Accident mortel de motoneige à Saint-Alexis-des-Monts: «si ça arrive en 2020, on a plus de chances de la sauver»

Saint-Alexis-des-Monts — «Si ça arrive en 2020, on a plus de chances de la sauver.»

Raymond Beaudoin est formel. Selon le directeur du service de sécurité incendie de Saint-Alexis-des-Monts, les équipements maintenant disponibles pour les interventions de sauvetage dans les sentiers hors route et la formation des pompiers de Saint-Alexis pour des opérations en milieu difficile auraient probablement fait une différence à la suite de l’accident de motoneige qui a coûté la vie à deux touristes français, en février dernier.

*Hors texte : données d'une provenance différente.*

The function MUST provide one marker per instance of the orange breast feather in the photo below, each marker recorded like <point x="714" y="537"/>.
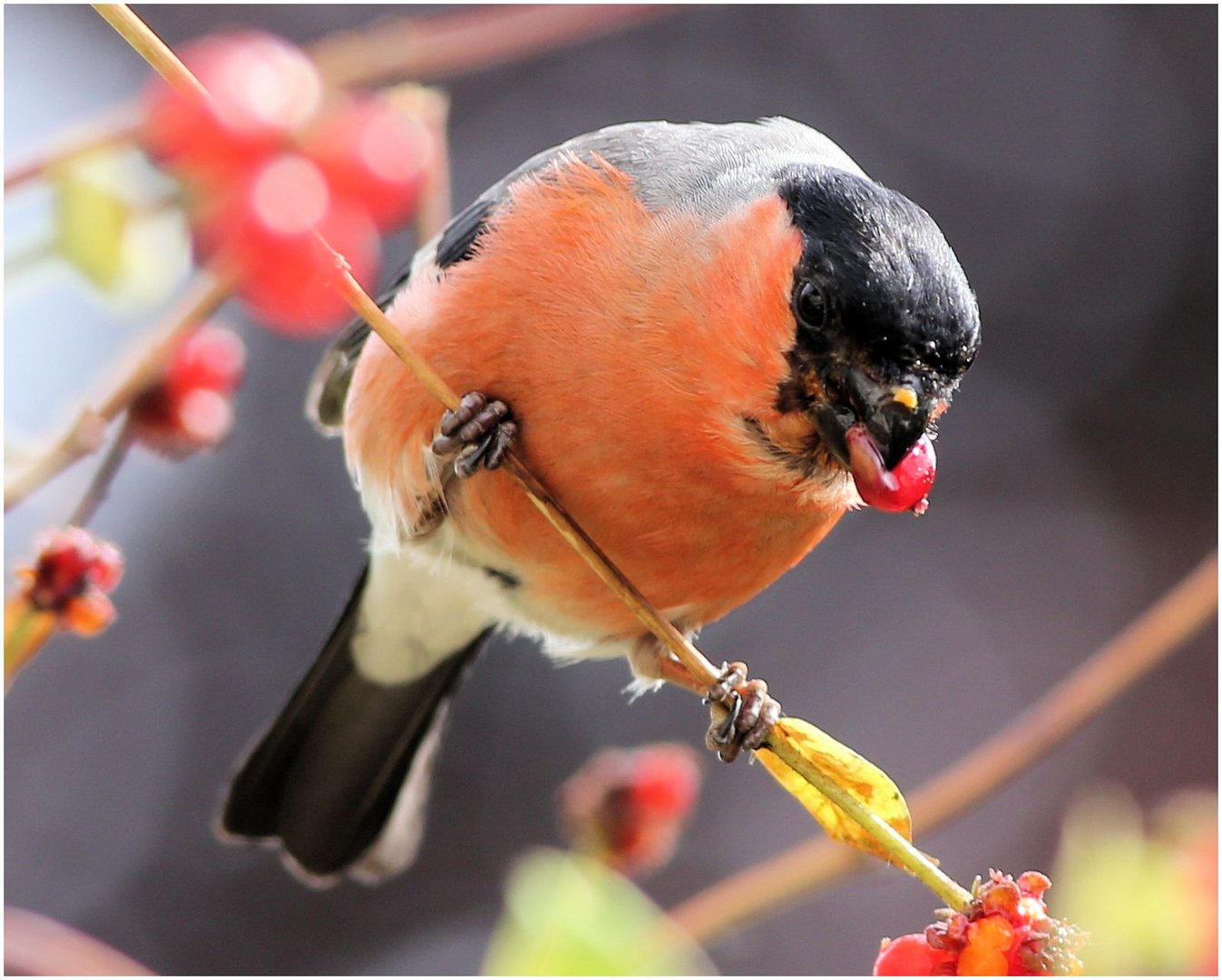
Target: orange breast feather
<point x="630" y="345"/>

Une famille était en vacances à Saint-Alexis et faisait une randonnée à motoneige lorsque l’engin conduit par la mère a dérapé et a plongé dans la rivière du Loup. L’accident est survenu dans la réserve Mastigouche. La femme et son fils de 11 ans ont perdu la vie.

Quelques jours après l’accident, il a été permis d’apprendre que la dame s’était accrochée à la motoneige et à une banquise avant de sombrer dans la rivière. Malgré l’intervention de témoins qui ont tenté de la tirer hors de l’eau avec une corde, le sauvetage a échoué et la femme est passée sous la glace.

«Il n’y avait aucun accès sur la rivière, car la glace n’était pas sécuritaire. Aujourd’hui, avec nos harnais et le cordage, on descend et on attache la dame. Mais on n’avait pas ça à l’époque», explique M. Beaudoin.

Ironie du sort, Saint-Alexis avait commencé à recevoir les équipements de sauvetage peu avant le drame. Le montage de ceux-ci était en cours, de même que la formation des pompiers.

Quelques mois plus tard, les équipements sont prêts et la formation est complétée. C’est ce qui fait dire à M. Beaudoin que le service de sécurité incendie de Saint-Alexis est maintenant en mesure de faire face à plusieurs situations d’urgence.

«Comme chef pompier, on dort mieux! Avant, on avait un appel, tu veux répondre, mais tu n’as pas l’équipement pour intervenir comme il faut, tu n’as pas la formation non plus. Durant la formation, les gars ont marché dans de la neige jusqu’à la taille, on a testé la Mule avec les roues, avec les chenilles, à grande vitesse. On a maintenant des raquettes, un panier de sauvetage sur roue. Les gars sont formés et ont pratiqué. On se sent plus sécurisé pour nous aussi.»